Soho, ice cream3 min read

In this tragi-comic year of 2020, a lot of people have been forced to confront life's big questions — those kind of existential queries you face every 10-15 years in either case, things like Why am I here? and What really matters in life?

Fortunately for me, I already knew what really mattered in life going into 2020 — the answer is always love. So rather than reinvent a set of values, I’ve begun to indulge a long-teased, slow-burning love affair with ice cream. Not until 2020 did I appreciate the deep depths of deliciousness and comfort a pint of ice cream can deliver for the soul.

Integral to my amour de la glace is Van Leeuwen’s variety of oat milk ice creams, packaged in soft-focus millennial-nursery colors and whipped together with all the local artisanal flavors you’d expect from a Brooklyn-based creamery.

As a guy who has always tended towards ultra-chunky mix-ins, the Brown Sugar Chunk seemed right up my alley. Brownies, cookie dough and candied oat clusters compete for top-billing in a brown sugar oat milk base, which Van Leeuwen’s website describes as a ‘maximalist’s dream.’

And plus, the whole thing’s vegan — so I can sleep a little easier knowing that I saved a cow from an aggressive, mechanized, de-bovineifying milking. Or something.
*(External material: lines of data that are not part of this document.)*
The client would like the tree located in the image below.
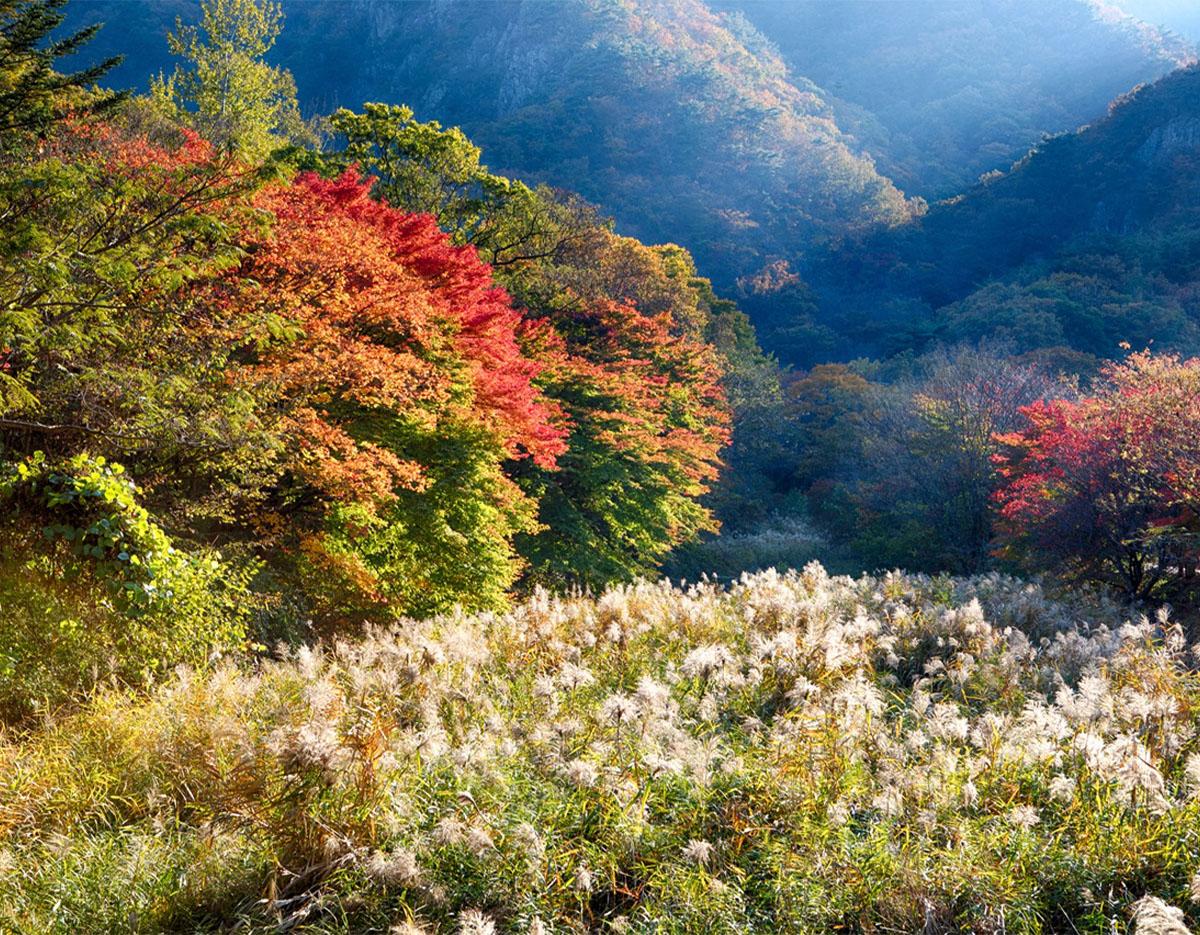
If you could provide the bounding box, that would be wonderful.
[0,115,260,469]
[997,352,1200,599]
[320,103,599,272]
[0,0,125,141]
[792,347,1070,574]
[150,0,316,160]
[223,172,565,622]
[516,296,728,587]
[322,104,734,587]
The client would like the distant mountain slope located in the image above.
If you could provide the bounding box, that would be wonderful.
[65,0,911,287]
[1110,0,1200,42]
[72,0,1190,348]
[810,66,1200,356]
[715,0,1194,198]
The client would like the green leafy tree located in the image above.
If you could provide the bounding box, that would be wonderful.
[0,0,124,141]
[0,452,254,720]
[150,0,317,158]
[325,103,599,275]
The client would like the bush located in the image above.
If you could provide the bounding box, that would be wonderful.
[0,454,253,720]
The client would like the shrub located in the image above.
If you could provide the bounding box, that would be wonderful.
[0,454,253,719]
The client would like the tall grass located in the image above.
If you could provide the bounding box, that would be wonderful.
[0,564,1200,933]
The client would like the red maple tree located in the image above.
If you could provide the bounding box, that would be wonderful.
[997,352,1200,598]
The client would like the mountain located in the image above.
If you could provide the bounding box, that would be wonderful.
[810,66,1200,356]
[719,0,1195,198]
[63,0,1193,362]
[65,0,1190,272]
[1116,0,1200,42]
[60,0,913,288]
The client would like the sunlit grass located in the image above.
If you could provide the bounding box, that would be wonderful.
[0,565,1200,933]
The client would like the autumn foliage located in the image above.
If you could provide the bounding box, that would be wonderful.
[2,120,727,624]
[997,352,1200,598]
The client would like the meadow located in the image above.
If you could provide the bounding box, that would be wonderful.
[0,563,1200,935]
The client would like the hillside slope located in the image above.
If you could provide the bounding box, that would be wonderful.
[63,0,911,287]
[719,0,1195,198]
[811,66,1200,356]
[7,564,1200,935]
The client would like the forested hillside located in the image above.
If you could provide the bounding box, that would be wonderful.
[65,0,1192,312]
[7,0,1200,935]
[812,67,1200,358]
[718,0,1195,199]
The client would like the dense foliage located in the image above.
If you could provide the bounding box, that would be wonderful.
[998,354,1200,604]
[799,66,1200,360]
[63,0,1195,355]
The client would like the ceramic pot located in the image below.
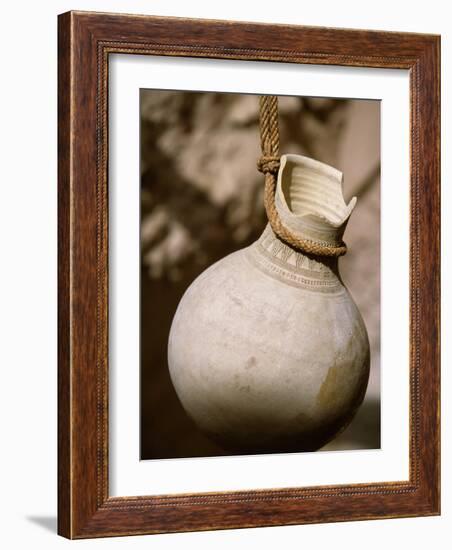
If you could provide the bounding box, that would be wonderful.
[168,155,369,453]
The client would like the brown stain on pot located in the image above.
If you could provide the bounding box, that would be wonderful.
[317,367,339,407]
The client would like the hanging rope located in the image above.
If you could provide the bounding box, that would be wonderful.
[257,96,347,256]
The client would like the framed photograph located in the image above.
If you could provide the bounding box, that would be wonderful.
[58,12,440,538]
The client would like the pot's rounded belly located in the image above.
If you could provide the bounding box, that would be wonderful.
[168,250,369,452]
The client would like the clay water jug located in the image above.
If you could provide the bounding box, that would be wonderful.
[168,155,370,453]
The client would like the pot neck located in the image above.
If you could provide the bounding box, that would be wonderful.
[275,155,356,250]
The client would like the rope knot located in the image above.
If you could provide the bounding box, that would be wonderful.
[257,155,280,175]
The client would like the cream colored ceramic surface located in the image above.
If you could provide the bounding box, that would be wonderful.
[168,155,369,452]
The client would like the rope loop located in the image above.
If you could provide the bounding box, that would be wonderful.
[257,96,347,257]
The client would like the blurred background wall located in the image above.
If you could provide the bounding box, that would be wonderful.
[140,90,380,459]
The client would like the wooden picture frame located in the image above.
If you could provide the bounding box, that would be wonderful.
[58,12,440,538]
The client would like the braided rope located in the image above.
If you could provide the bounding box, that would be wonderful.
[257,96,347,256]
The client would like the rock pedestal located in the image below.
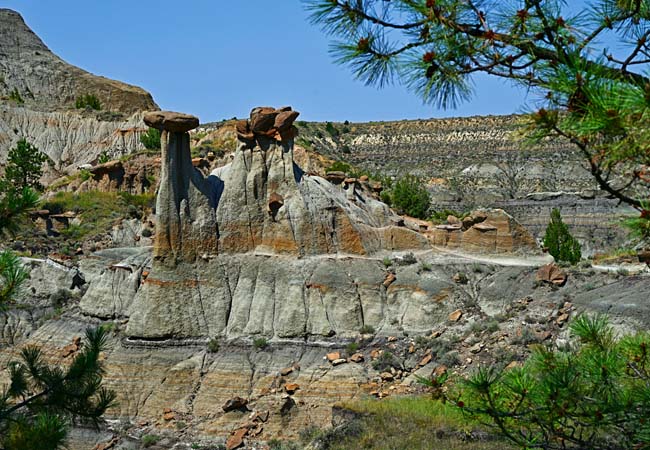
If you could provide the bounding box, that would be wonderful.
[144,111,218,265]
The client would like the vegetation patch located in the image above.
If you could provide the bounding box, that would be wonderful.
[42,191,155,240]
[314,397,515,450]
[74,94,102,111]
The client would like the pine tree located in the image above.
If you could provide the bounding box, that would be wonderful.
[303,0,650,234]
[140,128,160,150]
[456,316,650,450]
[4,139,48,191]
[544,208,582,264]
[0,327,115,450]
[389,175,431,219]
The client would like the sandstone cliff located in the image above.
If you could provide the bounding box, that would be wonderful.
[0,8,156,114]
[0,108,649,449]
[0,9,158,174]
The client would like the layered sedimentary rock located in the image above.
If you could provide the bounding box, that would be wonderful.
[127,108,436,339]
[0,8,157,177]
[431,209,540,255]
[0,8,155,114]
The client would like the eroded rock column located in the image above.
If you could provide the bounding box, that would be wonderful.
[144,111,218,265]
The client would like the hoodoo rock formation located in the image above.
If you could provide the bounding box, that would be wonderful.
[123,108,436,339]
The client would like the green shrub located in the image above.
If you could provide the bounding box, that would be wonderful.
[74,94,102,111]
[345,342,359,355]
[390,175,431,219]
[325,161,352,173]
[97,150,111,164]
[79,169,93,181]
[4,139,48,192]
[141,434,160,448]
[456,316,650,449]
[140,128,160,150]
[544,208,582,264]
[9,88,25,105]
[325,122,340,138]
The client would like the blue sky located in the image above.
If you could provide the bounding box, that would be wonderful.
[2,0,525,122]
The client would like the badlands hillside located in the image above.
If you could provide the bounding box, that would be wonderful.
[0,10,650,450]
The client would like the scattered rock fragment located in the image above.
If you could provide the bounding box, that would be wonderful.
[382,272,397,288]
[535,263,567,286]
[555,313,569,326]
[163,408,176,422]
[144,111,199,133]
[449,309,463,322]
[280,396,296,416]
[379,372,395,381]
[327,352,341,362]
[221,397,248,412]
[418,353,433,367]
[226,428,248,450]
[350,353,364,363]
[451,272,468,284]
[469,342,485,354]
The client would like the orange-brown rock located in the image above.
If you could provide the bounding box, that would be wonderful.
[326,352,341,362]
[535,263,567,286]
[144,111,199,133]
[226,428,248,450]
[431,209,541,254]
[449,309,463,322]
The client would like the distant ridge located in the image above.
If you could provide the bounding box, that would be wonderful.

I picked up the pint straight out of the bodega freezer — thank you, private equity, for fueling Van Leeuwen’s expansion and distribution the past two years — and so let it defrost for about 15 minutes before jumping in.

Part of Van Leeuwen’s appeal to me — their sort of addictive quality — is the brand’s use of coconut with vegan flavors. Coconut, actually, is the first flavor that really stood out in Brown Sugar Chunk - both nutty, fatty coconut cream, as well as what tasted like chewy coconut flakes layered throughout. Combining coconut cream with oat milk, I think, works very well as a continuance of the ‘maximalist’ theme. The doubling-up of alternative fats makes for a unique — dare I say sophisticated? — flavor.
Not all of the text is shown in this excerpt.